My son has been staying with us this week, getting away from his isolated college apartment for a bit to enjoy better cooking and some human contact. Twice this week we plowed into our stash of board games and had ourselves some old-fashioned family quality time. While we were immersing ourselves in other, tinier worlds and their simpler structures of governance, obviously we couldn’t know this would end up an atrocious week for American civilization beyond our cozy, secluded walls.
So while social media has been a battleground with various sides taking turns determining their final analysis of why there are bullet-based deaths, here we were, our hardy trio immersed in the worlds of Star Wars Monopoly — buying space properties, earning space credits, building space houses and space hotels (called “settlements” and “cities” in this licensed version), gouging our space opponents for space rent in hopes of proving who would be the greatest space landlord of all time. The important takeaway from this experience is, of course, I won as everyone predicted. I wouldn’t even call what I do a “strategy”, but it seems to work against my wife and son every time. In the world of Star Wars Monopoly, I’m an emperor who’s tough with his subjects but fairly benign, as space authority figures go. At least, I think I’m benign, considering we stayed on affable speaking terms after the final tallies.
Not every game is my personal domain. Many moons ago we acquired an alt-version of Parker Brothers’ famous Sorry based on Dreamworks’ Madagascar that replaces the bland, interchangeable pawns with the animal avatars of Stiller, Schwimmer, Rock, Bonnie Hunt, and the various penguin-voice guys. In a game where cunning and chicanery are often no match for simplified gamesmanship or sheer luck, I can get beaten as easily as any kindergarten kid. Kudos to Anne for winning that face-off and keeping me humble, though I insist for the record that the final, luckiest card she drew from the deck was flat-out unfair.
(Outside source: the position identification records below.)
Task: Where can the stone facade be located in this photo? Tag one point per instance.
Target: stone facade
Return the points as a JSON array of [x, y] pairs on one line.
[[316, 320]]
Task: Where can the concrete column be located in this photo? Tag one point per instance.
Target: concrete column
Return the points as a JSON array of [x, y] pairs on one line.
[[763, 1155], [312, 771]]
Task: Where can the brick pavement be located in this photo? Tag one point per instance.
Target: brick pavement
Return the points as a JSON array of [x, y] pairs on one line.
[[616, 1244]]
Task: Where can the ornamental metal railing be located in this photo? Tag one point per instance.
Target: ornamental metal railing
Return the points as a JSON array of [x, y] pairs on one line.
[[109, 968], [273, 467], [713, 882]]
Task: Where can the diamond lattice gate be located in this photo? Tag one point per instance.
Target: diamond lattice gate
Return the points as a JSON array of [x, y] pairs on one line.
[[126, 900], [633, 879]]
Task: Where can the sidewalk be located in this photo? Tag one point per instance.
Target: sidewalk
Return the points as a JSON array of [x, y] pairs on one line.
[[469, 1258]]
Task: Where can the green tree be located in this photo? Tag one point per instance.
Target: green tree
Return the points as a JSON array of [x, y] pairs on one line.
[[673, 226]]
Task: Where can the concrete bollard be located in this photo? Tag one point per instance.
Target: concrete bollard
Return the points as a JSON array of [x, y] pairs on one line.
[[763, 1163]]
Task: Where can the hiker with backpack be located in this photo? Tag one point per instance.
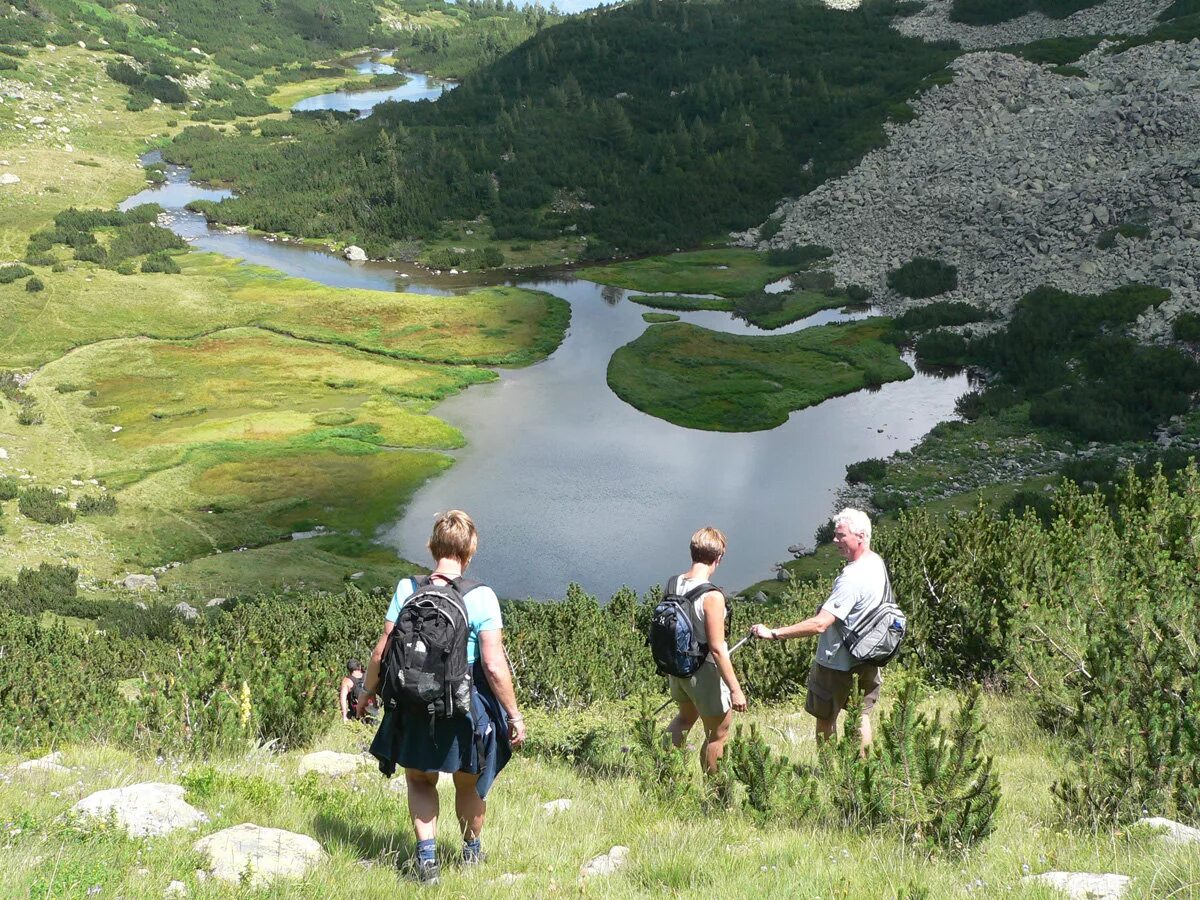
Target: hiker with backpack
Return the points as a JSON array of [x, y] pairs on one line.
[[687, 639], [447, 691], [351, 691], [859, 628]]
But we had fun together regardless of who came out ahead.
Sorry Madagascar has its own opportunities for conflict that can get ugly if players aren’t equipped to keep things in perspective. Beyond the winding paths and the cards that determine everyone’s fate, ultimately all players are on the same board, agreeing to the same rules laid down from above by the original makers, getting along on a certain level even when two players disagree with each other. You’re all working from the same rule book. As soon as someone decides their own made-up rules are better and refuses to cooperate, game night goes off the rails and leaves everyone some combination of bitter and bored. No pun intended.
The Goldens have bounced back and forth between other activities this week — both Addams Family movies, Pee-Wee’s Big Adventure, a bit of Arkham Origins (which he finished months ago and then lent to me), and just some hanging around and chatting and chatting and chatting. We try to keep the lines of communication open while he’s up at his place, but our conversations expand exponentially in person. Thankfully we’re not too old or stodgy for our college kid yet, and we’re grateful that we can still talk openly, compare notes, keep on the same page about a lot of other things despite little negotiable differences in interests or politics or temperaments or whatever.
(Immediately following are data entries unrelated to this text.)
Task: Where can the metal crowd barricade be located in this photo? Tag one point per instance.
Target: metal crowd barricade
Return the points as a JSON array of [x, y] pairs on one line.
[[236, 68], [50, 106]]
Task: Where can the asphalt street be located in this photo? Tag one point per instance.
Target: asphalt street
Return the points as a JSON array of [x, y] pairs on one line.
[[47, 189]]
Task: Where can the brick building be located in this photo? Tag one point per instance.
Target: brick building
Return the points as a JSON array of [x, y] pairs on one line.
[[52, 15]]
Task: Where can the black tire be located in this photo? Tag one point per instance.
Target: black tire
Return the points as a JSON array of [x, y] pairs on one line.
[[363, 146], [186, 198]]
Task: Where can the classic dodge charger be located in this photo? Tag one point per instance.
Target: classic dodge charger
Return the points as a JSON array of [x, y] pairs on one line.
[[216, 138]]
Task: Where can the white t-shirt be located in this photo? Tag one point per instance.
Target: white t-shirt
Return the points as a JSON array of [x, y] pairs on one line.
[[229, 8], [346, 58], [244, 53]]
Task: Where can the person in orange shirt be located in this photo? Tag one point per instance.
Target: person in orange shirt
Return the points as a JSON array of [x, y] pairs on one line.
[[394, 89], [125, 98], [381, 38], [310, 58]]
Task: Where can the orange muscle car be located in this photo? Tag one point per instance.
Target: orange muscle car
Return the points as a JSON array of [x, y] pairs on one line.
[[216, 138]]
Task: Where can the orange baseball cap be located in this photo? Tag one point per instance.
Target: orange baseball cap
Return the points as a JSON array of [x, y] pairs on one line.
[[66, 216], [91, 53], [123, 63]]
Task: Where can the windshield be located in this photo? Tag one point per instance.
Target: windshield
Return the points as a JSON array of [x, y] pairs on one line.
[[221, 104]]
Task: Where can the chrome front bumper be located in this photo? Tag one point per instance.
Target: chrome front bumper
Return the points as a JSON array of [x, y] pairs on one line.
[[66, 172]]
This renewed family synergy should hopefully come in handy over the next week as we venture forth on our annual vacation, for which we’ll be flying instead of road-tripping for once, and for which my son will be tagging along with us after a two-road-trip hiatus. I’m aware that a large demonstration took place Thursday night down the street from the hotel where we’ll be staying. We’ve also been made aware that, thanks to internecine squabbles among assorted government sects, neighborhood safety levels in recent years had already dipped a tad even before July 2016 launched its campaign to become Worst Month of the Year. I can’t help noticing our friends and family have been replacing their usual well-wishing “Have fun!” with the less encouraging “Be safe!” as if we’re going on a mission trip into darkest corners instead of on a fun family getaway.
Wherever our journey takes us over the next several days, here’s hoping our encounters are filled more with folks willing to share the Start-to-Finish path in peace than with folks who want to kick over the board, crumple up the rules, lose the pieces, snap the rubber bands, and stuff all the play money into their own pockets. Selfish, bullying players are the worst like that.